The parents of KN, 48, divorced when he was three years old. A huge conflict followed the divorce and KN and his older sister were only allowed to see their father on a few occasions every year. He grew up with his mother and sister and grandparents. His grandmother, who was a very strong and dominant woman, assisted his mother in raising him and his sister.
Years went by and the father did not show much interest in the children, probably because the mother and grandmother did their best to talk negatively about him. KN was often told, ‘Watch out, otherwise you might end up like your father.’ He never understood what he had to be careful about, so he developed into a child who never took any space. He always played by himself and was very quiet and calm. He never asked for anything. His sister was the opposite – a lively and adventurous little girl who had very definite ideas about how things should be. She was also very demanding.
In his early twenties, KN moved away from home to pursue his studies. When he was 25, he met his wife-to-be. Their marriage was harmonious most of the time, partly because KN never entered into conflict. He never stood up for himself in a strong way; rather, he avoided disagreements and in difficult situations he let his wife make the decisions. To her this was very confusing, as he had a profession that demanded otherwise. Her experience was that he behaved like two different personalities, one at work and the other at home. She could see that very clearly, as they had been colleagues before they married.
Though KN’s mother lived far away, she did her best to interfere in his family life. His wife found her very controlling and manipulative. Her own parents seldom told her how to act; in fact she had been used to having responsibility and freedom from the age of only five or six.
This brought a lot of frustration into the marriage. KN never stood up io his mother and she went on and on and on… It was obvious that KN was afraid of conflict, at least in his private life.

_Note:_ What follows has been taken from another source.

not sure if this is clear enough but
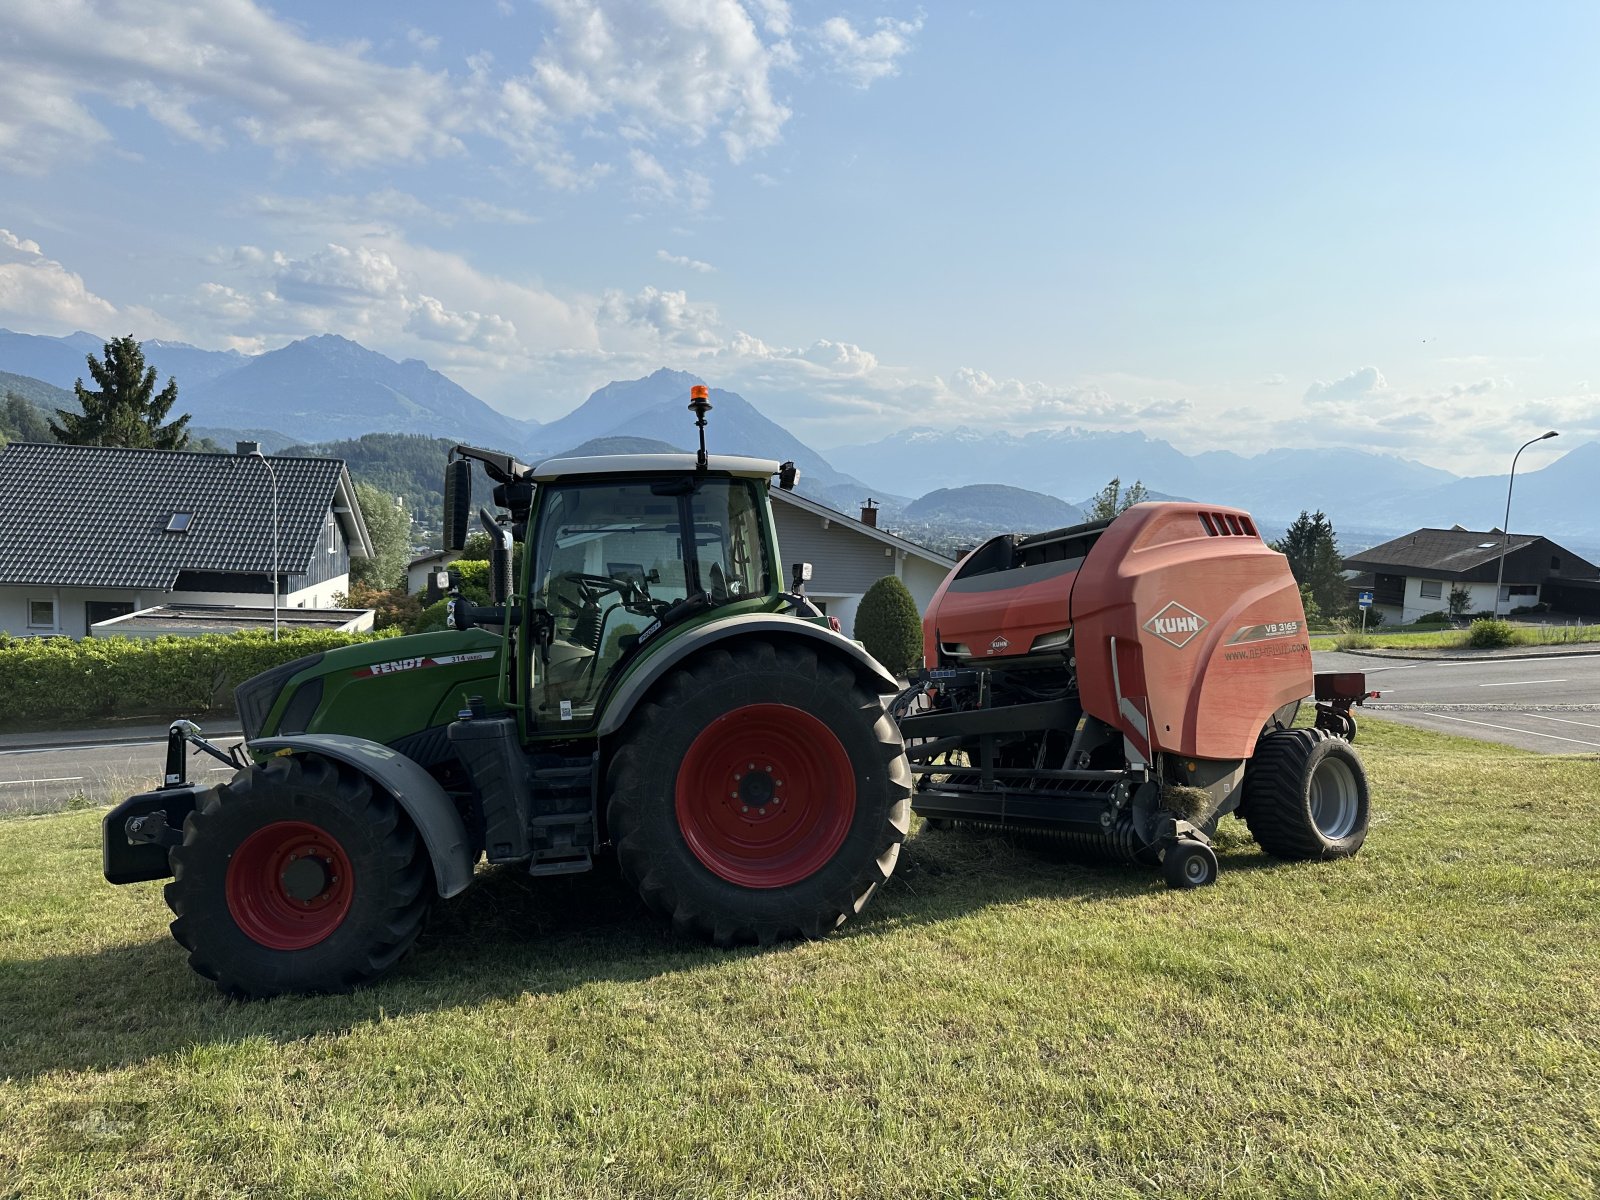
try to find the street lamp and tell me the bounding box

Finally his wife decided to stop meeting his family. She was tired of being the one who had to stand up for her own family without being supported by her husband.
This was not the only trouble in KN’s family. His sister, who had had a lot of problems in her family life, had divorced. At that point, for a lot of reasons, a major disagreement arose between the sister and the mother. The result was that the sister broke off all contact with both her mother and KN’s family. This cold war continued for ten years.
Within a month of starting to use the Supercoherence IAM Male frequency, KN began to change. Suddenly he could meet his mother on another level. As he put it, “I had to stand up for myself and my opinions. They are worth just as much as hers.”
He also stood up for himself in private and expressed his long-suppressed longing to ride a motorcycle. So he bought one, and shortly after that he bought a boat. The family lives near a big lake and he said to his wife, “That lake has been crying out for me for many years and I feel really free on a boat. If I don’t get one, I will regret it.”
The relationship with his sister also became warmer. While there were still disagreements between them, now he explained his opinion in a clear way and did not let himself down. She was astonished. She was definitely not used to a brother who told her what he wanted.
As KN said, “Well, she just has to get used to it!”